How do I do Version Control in Power BI?

How do I do Version Control in Power BI? This question has been difficult to answer in the past, but is getting easier with new Power BI (and Fabric) features. Team and traditional enterprise concerns like version control have only recently received attention on the product roadmap.
How do I do Version Control in Power BI?

This question has been difficult to answer in the past, but is getting easier with new Power BI (and Fabric) features. Power BI was designed from birth to focus on empowering the individual analyst with an all-in-one power tool; team and traditional enterprise concerns like version control have only recently received attention on the product roadmap.

In this article, I'll share your options for Power BI version control and also give some decision points to guide which option could work best for you. But first let's define "version control".

Defined: Version Control

The more time and effort you put into your Power BI assets and the more people work on them, the more important version control becomes.
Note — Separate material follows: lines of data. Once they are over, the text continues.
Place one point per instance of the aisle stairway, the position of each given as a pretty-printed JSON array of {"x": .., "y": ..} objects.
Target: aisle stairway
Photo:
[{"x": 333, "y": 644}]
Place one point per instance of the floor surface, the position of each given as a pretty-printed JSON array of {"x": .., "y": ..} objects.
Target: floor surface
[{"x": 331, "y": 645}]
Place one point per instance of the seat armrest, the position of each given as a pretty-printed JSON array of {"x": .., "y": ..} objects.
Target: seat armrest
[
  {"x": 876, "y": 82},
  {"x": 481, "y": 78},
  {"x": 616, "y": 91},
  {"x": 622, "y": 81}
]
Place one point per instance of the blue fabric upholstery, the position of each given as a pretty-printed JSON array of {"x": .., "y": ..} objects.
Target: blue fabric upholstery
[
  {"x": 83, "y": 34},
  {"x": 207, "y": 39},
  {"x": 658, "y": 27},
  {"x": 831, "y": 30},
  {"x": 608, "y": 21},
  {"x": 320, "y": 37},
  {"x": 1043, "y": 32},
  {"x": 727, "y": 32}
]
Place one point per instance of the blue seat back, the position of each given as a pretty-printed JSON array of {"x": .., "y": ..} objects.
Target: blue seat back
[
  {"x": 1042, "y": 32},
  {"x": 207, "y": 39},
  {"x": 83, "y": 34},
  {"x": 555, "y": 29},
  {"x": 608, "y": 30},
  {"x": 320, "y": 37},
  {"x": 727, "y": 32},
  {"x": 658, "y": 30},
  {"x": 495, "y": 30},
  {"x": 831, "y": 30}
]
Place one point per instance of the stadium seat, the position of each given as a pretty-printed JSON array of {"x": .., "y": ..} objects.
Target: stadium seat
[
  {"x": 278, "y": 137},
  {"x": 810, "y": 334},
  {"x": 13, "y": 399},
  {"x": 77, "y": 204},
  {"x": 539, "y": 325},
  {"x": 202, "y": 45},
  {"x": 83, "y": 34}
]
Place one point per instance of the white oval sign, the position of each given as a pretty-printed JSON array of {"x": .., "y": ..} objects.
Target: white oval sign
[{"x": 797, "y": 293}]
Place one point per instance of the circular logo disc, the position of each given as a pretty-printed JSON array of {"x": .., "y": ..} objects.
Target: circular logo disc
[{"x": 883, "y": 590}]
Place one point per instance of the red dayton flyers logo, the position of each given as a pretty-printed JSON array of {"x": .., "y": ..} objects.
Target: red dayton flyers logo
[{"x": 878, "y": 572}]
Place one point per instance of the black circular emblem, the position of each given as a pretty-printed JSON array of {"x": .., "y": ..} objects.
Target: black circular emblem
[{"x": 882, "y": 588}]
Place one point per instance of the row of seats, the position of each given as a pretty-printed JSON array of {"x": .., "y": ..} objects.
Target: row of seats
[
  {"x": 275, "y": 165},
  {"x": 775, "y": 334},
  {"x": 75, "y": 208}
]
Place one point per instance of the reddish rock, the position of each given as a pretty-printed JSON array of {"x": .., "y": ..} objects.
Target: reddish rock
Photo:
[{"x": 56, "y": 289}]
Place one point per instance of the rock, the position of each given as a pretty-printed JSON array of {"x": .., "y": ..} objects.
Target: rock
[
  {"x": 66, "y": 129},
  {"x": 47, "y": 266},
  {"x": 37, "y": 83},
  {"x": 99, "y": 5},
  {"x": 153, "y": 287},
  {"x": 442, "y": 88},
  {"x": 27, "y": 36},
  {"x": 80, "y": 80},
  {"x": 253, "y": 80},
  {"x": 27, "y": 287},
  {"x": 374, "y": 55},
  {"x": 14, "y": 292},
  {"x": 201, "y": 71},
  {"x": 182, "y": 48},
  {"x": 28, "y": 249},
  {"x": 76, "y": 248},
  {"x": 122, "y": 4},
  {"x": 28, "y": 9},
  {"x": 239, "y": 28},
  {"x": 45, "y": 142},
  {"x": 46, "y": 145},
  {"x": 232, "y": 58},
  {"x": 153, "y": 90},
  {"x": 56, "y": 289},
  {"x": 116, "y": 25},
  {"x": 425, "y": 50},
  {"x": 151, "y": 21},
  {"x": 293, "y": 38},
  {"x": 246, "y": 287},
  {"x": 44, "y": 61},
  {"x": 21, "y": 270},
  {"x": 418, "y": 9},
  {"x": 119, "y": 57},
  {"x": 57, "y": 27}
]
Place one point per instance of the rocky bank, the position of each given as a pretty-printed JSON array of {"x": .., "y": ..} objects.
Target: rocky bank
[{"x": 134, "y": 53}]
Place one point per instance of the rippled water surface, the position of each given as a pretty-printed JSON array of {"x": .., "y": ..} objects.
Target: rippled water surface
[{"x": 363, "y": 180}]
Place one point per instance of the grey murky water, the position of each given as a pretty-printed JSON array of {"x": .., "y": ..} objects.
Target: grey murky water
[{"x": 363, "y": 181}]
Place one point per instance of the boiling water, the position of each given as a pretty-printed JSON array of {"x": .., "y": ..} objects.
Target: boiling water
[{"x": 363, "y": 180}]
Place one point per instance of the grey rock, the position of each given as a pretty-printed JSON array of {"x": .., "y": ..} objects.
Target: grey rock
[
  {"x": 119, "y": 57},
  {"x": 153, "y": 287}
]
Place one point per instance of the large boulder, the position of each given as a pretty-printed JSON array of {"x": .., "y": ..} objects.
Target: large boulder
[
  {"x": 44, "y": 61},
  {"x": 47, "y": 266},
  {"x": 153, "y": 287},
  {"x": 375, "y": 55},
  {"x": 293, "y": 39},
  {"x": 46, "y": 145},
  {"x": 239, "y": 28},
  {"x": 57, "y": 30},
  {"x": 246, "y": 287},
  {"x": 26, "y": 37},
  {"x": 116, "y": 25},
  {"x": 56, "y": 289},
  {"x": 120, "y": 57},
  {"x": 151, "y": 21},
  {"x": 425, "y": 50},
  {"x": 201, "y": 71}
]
There are many tools and approaches to controlling the versions of software products. At core, any approach to version control includes two things:

  1. Version tracking: The ability to pull up the past version of your Power BI file at any given point in time.
  2. Branching and merging: The ability to have more than one concurrent version of a Power BI report or dataset. For example, one person working on the reports and another on the dataset of the same PBIX. Independent work is not the hard part. The value of version control is a structured and tooling-assisted approach to merging changes from these concurrent branches of development into a single, deployable artifact.
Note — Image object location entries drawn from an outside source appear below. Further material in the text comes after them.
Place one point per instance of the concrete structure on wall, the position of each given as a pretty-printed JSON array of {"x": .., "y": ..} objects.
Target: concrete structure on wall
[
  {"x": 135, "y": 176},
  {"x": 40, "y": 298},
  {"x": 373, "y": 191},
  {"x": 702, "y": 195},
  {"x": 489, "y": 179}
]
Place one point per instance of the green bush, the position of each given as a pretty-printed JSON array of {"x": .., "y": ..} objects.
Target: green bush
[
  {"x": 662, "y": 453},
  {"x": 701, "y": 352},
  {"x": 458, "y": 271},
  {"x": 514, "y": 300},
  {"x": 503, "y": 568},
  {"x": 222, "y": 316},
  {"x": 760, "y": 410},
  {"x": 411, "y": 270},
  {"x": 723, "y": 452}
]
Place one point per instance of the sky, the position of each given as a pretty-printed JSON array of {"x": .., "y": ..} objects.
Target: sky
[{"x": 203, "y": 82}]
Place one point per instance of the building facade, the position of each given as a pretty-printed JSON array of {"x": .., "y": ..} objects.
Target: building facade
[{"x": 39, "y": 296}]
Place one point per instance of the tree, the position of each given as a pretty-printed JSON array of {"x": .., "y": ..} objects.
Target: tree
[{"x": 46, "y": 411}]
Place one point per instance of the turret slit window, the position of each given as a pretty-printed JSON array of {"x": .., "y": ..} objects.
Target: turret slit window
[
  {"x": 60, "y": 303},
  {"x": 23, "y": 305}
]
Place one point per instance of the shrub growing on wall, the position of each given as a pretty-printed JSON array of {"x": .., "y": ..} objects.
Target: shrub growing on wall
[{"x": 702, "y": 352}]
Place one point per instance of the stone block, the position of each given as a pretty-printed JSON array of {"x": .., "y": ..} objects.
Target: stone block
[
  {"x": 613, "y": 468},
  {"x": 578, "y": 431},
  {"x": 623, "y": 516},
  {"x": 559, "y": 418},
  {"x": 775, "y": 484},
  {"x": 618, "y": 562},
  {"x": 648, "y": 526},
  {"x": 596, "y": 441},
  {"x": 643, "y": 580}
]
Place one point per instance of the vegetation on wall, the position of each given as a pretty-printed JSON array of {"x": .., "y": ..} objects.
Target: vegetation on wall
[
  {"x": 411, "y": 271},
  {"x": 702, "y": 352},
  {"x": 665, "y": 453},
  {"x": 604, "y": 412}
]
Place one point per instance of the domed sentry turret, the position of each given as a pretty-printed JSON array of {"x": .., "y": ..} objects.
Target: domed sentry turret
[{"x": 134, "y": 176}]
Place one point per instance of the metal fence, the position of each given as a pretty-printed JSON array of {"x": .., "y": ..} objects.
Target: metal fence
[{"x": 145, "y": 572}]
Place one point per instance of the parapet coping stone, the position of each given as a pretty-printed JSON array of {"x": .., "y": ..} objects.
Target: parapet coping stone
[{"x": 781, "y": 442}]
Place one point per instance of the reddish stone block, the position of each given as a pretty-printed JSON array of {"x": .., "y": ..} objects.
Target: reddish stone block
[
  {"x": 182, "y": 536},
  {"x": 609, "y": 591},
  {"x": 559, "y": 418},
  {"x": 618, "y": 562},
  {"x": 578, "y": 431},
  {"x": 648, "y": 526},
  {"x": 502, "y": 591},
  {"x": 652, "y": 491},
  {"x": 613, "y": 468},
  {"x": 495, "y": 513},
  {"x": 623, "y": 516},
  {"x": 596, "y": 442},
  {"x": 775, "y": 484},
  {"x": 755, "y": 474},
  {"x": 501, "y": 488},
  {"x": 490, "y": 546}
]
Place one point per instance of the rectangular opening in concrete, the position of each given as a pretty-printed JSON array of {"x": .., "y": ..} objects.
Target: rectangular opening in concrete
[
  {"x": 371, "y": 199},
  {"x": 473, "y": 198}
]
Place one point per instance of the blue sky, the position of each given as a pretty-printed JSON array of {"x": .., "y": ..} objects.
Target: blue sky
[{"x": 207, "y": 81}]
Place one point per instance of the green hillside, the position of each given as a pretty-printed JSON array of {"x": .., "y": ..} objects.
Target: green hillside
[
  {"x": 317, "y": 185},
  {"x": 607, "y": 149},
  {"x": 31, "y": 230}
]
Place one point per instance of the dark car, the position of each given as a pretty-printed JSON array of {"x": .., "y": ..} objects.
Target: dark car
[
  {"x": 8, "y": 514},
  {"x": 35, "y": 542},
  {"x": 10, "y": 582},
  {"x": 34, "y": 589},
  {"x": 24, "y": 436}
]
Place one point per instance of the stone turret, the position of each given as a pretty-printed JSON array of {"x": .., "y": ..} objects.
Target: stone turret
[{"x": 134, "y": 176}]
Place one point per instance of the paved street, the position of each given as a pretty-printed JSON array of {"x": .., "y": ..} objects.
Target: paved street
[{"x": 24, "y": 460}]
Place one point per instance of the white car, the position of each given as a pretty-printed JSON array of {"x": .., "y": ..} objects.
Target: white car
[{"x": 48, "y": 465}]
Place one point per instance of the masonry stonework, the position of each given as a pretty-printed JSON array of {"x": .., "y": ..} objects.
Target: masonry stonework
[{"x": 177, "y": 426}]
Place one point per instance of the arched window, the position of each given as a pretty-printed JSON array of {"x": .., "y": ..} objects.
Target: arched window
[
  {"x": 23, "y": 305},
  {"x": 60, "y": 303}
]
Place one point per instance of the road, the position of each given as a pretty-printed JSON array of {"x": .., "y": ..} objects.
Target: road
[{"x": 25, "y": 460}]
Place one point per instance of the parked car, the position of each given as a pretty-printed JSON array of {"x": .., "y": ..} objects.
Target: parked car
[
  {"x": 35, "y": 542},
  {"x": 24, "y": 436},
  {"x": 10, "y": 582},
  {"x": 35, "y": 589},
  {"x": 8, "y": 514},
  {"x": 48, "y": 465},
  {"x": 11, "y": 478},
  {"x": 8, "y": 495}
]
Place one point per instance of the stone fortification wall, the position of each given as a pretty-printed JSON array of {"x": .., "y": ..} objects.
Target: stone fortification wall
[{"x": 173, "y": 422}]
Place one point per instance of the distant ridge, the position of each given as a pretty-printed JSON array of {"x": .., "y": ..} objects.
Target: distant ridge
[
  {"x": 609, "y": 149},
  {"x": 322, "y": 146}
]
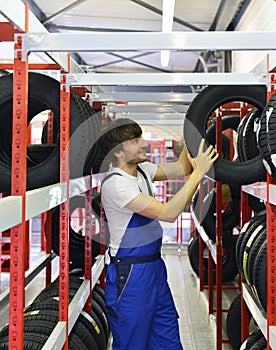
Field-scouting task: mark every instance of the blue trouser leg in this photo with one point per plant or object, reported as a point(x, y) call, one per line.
point(142, 314)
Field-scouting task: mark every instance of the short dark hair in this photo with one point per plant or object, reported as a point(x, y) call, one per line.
point(116, 132)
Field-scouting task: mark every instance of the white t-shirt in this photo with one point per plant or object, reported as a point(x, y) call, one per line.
point(116, 193)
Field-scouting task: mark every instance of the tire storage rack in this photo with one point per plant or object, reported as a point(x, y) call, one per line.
point(18, 206)
point(73, 310)
point(258, 305)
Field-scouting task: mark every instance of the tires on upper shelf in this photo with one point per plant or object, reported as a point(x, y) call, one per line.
point(198, 117)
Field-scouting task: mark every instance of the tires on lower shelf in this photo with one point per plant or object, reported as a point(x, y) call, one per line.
point(44, 95)
point(234, 323)
point(195, 126)
point(76, 238)
point(229, 265)
point(266, 136)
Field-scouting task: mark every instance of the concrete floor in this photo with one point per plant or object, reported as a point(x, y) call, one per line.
point(197, 329)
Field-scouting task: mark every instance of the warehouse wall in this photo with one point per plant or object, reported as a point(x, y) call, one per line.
point(167, 132)
point(259, 16)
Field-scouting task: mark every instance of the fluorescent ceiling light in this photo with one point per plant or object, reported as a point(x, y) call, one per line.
point(167, 25)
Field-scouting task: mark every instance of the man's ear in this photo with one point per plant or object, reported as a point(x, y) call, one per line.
point(117, 154)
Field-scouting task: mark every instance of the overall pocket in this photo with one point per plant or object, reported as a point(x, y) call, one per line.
point(123, 272)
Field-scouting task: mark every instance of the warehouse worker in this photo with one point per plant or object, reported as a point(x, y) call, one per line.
point(141, 309)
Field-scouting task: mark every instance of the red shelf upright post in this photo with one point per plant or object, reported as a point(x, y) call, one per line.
point(64, 207)
point(219, 241)
point(18, 188)
point(90, 230)
point(271, 244)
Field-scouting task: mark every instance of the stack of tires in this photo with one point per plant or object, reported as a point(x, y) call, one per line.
point(247, 250)
point(43, 159)
point(91, 330)
point(231, 172)
point(77, 237)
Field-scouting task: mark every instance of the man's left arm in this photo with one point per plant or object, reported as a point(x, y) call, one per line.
point(180, 168)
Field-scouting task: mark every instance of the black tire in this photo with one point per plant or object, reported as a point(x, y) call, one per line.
point(255, 203)
point(266, 136)
point(228, 122)
point(249, 137)
point(253, 338)
point(31, 341)
point(230, 216)
point(90, 322)
point(255, 220)
point(79, 338)
point(77, 240)
point(261, 344)
point(260, 275)
point(234, 323)
point(246, 245)
point(229, 265)
point(44, 94)
point(253, 253)
point(195, 126)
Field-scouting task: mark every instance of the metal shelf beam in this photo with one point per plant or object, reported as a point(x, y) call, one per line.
point(14, 12)
point(142, 97)
point(155, 79)
point(118, 41)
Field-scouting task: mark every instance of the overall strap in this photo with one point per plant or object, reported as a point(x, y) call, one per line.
point(147, 180)
point(109, 175)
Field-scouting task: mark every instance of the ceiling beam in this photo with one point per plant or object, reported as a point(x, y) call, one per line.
point(158, 11)
point(60, 12)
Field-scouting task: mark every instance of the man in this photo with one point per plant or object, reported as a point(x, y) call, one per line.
point(142, 314)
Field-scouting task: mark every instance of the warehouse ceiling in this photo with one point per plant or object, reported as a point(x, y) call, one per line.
point(138, 15)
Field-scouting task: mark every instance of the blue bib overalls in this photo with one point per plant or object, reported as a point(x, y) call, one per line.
point(141, 310)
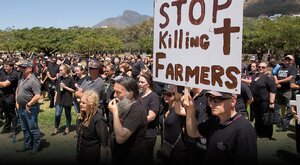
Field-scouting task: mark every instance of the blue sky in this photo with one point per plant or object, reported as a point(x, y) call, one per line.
point(19, 14)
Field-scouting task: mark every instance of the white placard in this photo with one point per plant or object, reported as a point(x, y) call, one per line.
point(198, 43)
point(297, 104)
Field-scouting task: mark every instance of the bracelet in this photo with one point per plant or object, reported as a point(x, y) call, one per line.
point(177, 99)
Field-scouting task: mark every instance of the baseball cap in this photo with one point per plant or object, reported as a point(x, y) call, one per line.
point(94, 64)
point(20, 61)
point(252, 58)
point(289, 56)
point(224, 95)
point(168, 88)
point(26, 64)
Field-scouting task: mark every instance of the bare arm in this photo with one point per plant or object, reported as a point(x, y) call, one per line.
point(191, 121)
point(121, 133)
point(4, 84)
point(151, 116)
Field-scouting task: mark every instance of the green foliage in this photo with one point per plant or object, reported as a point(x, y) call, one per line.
point(281, 36)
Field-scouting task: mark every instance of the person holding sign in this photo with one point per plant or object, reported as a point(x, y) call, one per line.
point(231, 139)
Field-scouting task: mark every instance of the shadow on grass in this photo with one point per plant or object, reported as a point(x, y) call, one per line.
point(44, 144)
point(71, 129)
point(287, 156)
point(292, 136)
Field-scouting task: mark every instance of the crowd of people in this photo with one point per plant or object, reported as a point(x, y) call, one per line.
point(121, 110)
Branching and merging is the more demanding of the two elements, so we will address this first.

Version control is also often referred to as source control. An application or tool that implements version control workflows is referred to as a version control system or VCS.

Decision Point #1: Do you want to use Git?

If your answer is, "What is Git?", then you can jump down to the next Decision Point. However, I'd also recommend you read the "Why Git and how do I get started with it?" section, no matter how you answer these questions.

But if your answer is "Yes please Git!" you've got some options.

Prior to preview features announced at Microsoft Build in May 2023, you only had the choice between PBIX in Git and PBIT in Git. Now you can also choose to use the new Power BI Projects as PBIP in Git. Of these options, I like the PBIP in Git as a best practice; however, this feature is in public preview as of August 2023. So learn up on it but be aware features could change before it is generally available (GA).

PBIX in Git

This option pretty much stinks. That's because a PBIX is the following things all bundled together:

  1. Report - A Power BI report made of pages and visuals and filters.
  2. Data model - A tabular data model made of tables and relationships, specifically the metadata definition of these things.
  3. Queries: Power Query (M) queries made of scripts that connect to data sources, transform data, and output tables
  4. Dataset - The fully loaded tabular model dataset - so the actual data you are analyzing, which may be very large in size, even after compression.

Git stores a compressed copy of every version you commit, and its speed is predicated on the versions it is controlling being relatively small, not megabytes for each version. PBIX uses a common compression format (ZIP) to bundle all these files together. That means it has two things that make using Git painful:

Binary format + Large size = Sad Git ☹️🤖

The large size can be helped with the Git-LFS extension, giving you back the version tracking feature of Git, but still not empowering branching and merging. This is because there is no native tooling to work with the opaque binary object that is a PBIX. Any viable workflow requires breaking apart the PBIX in some way, to avoid having to handle large binaries. Next option.

PBIT in Git

This was the best option before those Build announcements. A PBIT file (short for Power BI template) is the same as the PBIX Power BI Report, but without the included dataset (the actual, loaded data that may be very large in size). It holds only the metadata definition of report pages with their layouts, the code of your M queries, and the model structure of your data model. You create a PBIT in Power BI Desktop simply by doing a "File"->"Save As" command and choosing PBIT as the file type.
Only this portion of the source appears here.